Currently, the typical American diet is low in fruits, vegetables, and whole grains, and high in saturated fat, salt, and sugar. As a result, more Americans than ever are overweight, obese, and at increased risk for diseases such as:
Of course old habits are hard to break, and the notion of change can seem overwhelming. But it can be done with planning and a gradual approach.
Some people can improve eating habits on their own, while others need a registered dietitian to guide them through the process. You may need a dietitian if you are trying to lose weight or if you have a health condition such as:
- high blood pressure
- high cholesterol
Changing Your Eating Habits
Many people are used to eating a certain way and never think about what they are actually putting into their bodies. For example, some people regularly drink six cans or more of regular soda every day, but when they find out there are about nine teaspoons of sugar in one can, it puts things more in perspective. Start by slowly changing your habits. Try cutting back to three cans a day, then to two and so on, and then start replacing some of the soda with healthier options.
Other people are eating a lot of food between mid-day and bedtime because they skip breakfast.

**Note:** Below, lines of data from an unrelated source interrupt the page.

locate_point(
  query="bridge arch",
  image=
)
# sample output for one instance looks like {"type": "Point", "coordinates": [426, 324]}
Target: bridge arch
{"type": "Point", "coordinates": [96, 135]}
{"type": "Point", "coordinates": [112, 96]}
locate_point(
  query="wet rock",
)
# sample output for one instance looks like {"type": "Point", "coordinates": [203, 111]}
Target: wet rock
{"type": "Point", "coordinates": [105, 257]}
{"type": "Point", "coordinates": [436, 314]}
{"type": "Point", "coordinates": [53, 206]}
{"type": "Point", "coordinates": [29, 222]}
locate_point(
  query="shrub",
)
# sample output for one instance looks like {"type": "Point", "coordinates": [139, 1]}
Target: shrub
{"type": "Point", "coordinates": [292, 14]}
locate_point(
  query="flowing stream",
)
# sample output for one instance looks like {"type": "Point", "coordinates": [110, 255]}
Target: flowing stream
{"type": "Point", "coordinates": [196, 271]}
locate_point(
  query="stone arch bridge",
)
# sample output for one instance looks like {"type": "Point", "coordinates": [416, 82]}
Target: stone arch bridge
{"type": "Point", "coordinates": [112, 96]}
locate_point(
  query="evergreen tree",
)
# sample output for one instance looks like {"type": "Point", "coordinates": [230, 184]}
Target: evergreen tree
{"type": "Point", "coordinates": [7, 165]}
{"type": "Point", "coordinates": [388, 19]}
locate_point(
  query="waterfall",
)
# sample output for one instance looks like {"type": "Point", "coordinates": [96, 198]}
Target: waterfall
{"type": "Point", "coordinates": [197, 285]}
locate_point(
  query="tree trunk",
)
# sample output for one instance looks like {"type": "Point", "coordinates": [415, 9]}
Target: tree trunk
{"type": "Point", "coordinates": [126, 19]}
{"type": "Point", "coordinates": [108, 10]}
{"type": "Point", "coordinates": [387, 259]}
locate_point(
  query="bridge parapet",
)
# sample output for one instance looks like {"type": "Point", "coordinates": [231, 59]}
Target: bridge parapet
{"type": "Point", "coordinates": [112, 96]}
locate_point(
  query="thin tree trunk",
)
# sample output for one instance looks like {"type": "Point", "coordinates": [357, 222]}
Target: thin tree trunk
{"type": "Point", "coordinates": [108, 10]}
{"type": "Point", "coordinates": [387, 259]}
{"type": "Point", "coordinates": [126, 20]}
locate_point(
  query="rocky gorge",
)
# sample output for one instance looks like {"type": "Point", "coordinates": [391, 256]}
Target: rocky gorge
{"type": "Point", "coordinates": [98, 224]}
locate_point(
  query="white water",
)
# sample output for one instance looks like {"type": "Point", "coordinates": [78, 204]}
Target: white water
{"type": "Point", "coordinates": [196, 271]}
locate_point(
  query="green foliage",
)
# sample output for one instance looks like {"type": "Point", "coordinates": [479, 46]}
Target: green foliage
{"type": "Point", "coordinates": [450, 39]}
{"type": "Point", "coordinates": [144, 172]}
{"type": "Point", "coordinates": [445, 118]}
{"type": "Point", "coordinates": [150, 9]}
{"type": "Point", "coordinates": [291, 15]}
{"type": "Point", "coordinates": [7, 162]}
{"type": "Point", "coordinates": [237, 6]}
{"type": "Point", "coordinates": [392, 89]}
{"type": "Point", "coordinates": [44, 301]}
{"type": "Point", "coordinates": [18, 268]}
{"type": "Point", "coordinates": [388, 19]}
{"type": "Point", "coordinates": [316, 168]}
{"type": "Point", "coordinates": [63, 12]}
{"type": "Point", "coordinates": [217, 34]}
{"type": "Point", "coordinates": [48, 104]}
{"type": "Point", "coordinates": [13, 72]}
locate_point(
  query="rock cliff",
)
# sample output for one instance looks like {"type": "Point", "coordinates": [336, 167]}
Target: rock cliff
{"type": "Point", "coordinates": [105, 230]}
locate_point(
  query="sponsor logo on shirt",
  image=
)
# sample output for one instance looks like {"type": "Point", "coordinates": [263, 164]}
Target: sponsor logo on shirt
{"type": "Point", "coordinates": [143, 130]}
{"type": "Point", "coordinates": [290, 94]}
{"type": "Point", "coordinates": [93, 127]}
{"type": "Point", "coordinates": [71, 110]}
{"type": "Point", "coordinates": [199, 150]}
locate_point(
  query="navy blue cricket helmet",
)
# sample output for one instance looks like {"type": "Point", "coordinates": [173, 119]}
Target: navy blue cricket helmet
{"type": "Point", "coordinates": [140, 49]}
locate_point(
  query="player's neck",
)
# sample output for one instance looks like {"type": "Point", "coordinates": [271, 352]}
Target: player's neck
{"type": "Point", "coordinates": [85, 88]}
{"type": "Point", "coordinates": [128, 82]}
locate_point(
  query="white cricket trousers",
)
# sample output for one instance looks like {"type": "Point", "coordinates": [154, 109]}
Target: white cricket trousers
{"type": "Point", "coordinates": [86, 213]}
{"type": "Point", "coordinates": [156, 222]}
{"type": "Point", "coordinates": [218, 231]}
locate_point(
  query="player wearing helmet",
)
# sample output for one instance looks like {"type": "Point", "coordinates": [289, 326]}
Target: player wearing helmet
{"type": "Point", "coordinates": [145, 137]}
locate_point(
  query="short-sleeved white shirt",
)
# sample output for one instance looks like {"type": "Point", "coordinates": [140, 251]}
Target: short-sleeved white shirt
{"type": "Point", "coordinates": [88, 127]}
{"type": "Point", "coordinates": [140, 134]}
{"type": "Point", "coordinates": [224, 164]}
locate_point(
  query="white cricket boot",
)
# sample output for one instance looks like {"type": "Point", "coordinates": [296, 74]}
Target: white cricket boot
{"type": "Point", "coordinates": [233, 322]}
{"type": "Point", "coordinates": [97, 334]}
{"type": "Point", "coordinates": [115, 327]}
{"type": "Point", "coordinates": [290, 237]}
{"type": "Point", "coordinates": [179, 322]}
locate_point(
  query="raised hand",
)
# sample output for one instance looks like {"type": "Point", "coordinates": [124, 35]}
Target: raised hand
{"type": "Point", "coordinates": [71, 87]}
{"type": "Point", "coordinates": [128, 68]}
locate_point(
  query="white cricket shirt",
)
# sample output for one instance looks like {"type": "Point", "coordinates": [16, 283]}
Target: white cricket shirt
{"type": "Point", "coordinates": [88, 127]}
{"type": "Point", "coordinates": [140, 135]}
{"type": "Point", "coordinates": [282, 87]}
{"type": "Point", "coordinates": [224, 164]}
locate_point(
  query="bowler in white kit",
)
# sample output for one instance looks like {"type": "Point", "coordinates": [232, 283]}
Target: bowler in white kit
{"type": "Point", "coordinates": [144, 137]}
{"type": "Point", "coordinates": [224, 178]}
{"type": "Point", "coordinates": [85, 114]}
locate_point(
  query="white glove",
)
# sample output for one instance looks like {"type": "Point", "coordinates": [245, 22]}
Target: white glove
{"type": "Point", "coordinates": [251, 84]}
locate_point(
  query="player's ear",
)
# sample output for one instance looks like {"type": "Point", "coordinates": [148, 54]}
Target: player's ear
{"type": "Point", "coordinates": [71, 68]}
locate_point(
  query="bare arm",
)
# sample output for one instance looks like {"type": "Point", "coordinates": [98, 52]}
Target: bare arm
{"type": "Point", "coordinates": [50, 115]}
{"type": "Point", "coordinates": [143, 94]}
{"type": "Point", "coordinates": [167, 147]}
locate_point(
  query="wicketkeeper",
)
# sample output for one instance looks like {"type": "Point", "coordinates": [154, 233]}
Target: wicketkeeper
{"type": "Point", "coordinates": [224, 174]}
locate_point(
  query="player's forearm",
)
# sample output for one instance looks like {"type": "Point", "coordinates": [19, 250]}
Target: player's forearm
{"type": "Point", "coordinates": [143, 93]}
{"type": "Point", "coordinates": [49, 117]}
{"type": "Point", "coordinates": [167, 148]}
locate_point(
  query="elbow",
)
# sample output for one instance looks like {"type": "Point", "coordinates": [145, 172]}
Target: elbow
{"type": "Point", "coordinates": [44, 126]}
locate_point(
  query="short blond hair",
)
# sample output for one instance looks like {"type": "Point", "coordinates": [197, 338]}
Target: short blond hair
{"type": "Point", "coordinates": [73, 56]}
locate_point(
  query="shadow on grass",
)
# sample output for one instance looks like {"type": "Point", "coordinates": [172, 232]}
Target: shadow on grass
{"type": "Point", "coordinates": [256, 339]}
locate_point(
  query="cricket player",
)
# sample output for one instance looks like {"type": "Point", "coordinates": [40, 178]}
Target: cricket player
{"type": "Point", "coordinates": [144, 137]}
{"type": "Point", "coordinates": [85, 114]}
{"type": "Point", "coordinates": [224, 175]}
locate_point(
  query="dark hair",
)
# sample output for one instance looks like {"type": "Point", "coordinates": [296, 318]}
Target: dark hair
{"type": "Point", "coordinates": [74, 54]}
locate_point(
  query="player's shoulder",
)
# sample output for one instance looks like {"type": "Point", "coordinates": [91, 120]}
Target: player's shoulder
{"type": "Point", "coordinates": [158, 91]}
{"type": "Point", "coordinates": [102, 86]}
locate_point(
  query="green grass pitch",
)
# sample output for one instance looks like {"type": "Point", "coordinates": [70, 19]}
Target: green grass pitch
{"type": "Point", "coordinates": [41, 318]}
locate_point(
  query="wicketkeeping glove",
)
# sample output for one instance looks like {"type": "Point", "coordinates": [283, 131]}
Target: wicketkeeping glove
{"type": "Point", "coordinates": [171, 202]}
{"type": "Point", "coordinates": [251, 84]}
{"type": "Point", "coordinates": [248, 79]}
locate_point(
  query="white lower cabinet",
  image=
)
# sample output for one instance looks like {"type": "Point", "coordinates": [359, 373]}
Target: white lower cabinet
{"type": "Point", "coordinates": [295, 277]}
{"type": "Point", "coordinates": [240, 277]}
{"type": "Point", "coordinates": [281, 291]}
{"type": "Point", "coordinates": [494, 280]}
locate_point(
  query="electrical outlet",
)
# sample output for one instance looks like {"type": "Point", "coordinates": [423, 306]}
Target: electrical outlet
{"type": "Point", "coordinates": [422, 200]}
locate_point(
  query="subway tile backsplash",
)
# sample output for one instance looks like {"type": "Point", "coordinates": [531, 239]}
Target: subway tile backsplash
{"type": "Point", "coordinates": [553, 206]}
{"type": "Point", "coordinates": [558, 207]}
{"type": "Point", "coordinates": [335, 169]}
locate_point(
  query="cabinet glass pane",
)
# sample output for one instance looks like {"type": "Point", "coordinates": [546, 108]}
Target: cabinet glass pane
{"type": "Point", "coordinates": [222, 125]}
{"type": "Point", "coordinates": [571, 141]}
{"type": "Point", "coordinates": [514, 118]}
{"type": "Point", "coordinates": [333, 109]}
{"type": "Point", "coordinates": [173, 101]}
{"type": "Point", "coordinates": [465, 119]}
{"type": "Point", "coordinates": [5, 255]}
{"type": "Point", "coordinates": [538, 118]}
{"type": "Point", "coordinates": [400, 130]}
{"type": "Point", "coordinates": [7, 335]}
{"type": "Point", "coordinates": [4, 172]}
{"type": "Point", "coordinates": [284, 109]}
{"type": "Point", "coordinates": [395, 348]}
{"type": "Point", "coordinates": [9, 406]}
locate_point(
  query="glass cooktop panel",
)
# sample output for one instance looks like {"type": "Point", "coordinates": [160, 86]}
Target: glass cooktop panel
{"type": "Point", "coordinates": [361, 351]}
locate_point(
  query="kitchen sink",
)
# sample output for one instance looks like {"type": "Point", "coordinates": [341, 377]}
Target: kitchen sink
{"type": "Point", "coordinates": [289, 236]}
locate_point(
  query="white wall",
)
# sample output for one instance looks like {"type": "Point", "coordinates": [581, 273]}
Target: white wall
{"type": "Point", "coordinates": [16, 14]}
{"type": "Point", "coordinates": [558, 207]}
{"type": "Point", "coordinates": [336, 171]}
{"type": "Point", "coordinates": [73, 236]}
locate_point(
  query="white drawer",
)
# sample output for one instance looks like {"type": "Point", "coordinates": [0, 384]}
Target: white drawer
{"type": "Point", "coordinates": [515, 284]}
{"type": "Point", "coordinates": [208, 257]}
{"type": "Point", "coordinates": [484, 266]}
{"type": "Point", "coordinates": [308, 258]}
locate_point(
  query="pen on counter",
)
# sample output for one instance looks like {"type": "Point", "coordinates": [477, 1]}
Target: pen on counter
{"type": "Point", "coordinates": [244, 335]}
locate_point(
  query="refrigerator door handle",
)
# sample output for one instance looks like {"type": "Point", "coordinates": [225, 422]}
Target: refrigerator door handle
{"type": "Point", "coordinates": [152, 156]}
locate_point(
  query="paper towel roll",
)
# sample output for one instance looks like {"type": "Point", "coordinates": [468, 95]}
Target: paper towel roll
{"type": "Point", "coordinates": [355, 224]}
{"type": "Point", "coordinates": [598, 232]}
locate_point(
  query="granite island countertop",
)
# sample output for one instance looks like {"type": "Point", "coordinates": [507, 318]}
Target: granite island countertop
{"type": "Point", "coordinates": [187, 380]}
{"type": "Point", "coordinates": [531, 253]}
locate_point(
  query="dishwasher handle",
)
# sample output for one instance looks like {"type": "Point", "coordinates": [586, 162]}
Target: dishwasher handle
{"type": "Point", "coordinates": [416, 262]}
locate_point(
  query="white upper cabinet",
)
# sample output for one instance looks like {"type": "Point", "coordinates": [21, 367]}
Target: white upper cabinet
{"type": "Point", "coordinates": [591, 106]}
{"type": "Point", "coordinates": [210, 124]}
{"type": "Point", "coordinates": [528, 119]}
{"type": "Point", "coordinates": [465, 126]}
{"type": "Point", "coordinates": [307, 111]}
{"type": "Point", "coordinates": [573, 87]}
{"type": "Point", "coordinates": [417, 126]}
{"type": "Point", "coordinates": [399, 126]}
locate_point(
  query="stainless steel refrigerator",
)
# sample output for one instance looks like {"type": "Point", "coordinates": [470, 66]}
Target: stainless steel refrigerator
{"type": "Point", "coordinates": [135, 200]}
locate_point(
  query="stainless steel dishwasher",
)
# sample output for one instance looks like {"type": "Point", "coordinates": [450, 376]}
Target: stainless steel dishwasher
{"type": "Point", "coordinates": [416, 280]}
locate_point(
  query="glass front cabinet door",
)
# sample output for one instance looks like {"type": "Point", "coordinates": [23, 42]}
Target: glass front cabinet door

Another common scenario is when someone has grown up thinking that meat should be the focus of every meal. Change your habits slowly by trying to eat two-thirds of the meat you would normally eat, and then decrease the portion little by little. Cutting portion size limits calories. So does eating lean cuts of meat and using lower-fat methods of preparation such as broiling.
Look for Balance
When people strive for more balance in their diets, they tend to enjoy mixing up their food choices. A lot of times, people eat the same things over and over. When they start trying new foods, they find out what they've been missing.
Make Better Choices
The Nutrition Facts label is an important tool that gives people guidance for making smarter food choices from every food group. The label shows how high or low a food is in various nutrients.
Dietary experts suggest, that once you start using the label to compare products, you'll find there is flexibility in creating a balanced diet and enjoying a variety of foods in moderation. For example, you could eat a favorite food that's higher in fat for breakfast and have lower-fat foods for lunch and dinner. You could have a full-fat dip on a low-fat cracker. What matters is how all the food works together.
Motivations for Change
Older people are most likely to improve their eating habits, but nutrition is important for people of all ages. Dietary experts recognize, when people have health problems or their friends become ill, these are often strong motivators of change. The more serious the health condition, the more serious the change, but it would be better if people made changes early and prevented health problems in the first place.
So what if you're feeling trapped by a diet full of fast-food burgers and cookies? You can work your way out slowly but surely.
Here are 12 tips to moving your eating habits in the right direction.
Tip #1) Look at What You Eat Now
Write down what you eat for a few days to get a good picture of what you're taking in daily. By looking at what you eat and how much you're eating, you can figure out what adjustments you need to make.
It is suggested that people write down what they are feeling. Were you nervous, happy, or sad when you ate five slices of pizza in one sitting? The very nature of writing things down in a food diary can help people make healty changes. A food diary can keep your goals on track. Be honest. I you have to write down that actually ate nine cookies, you may only eat two instead.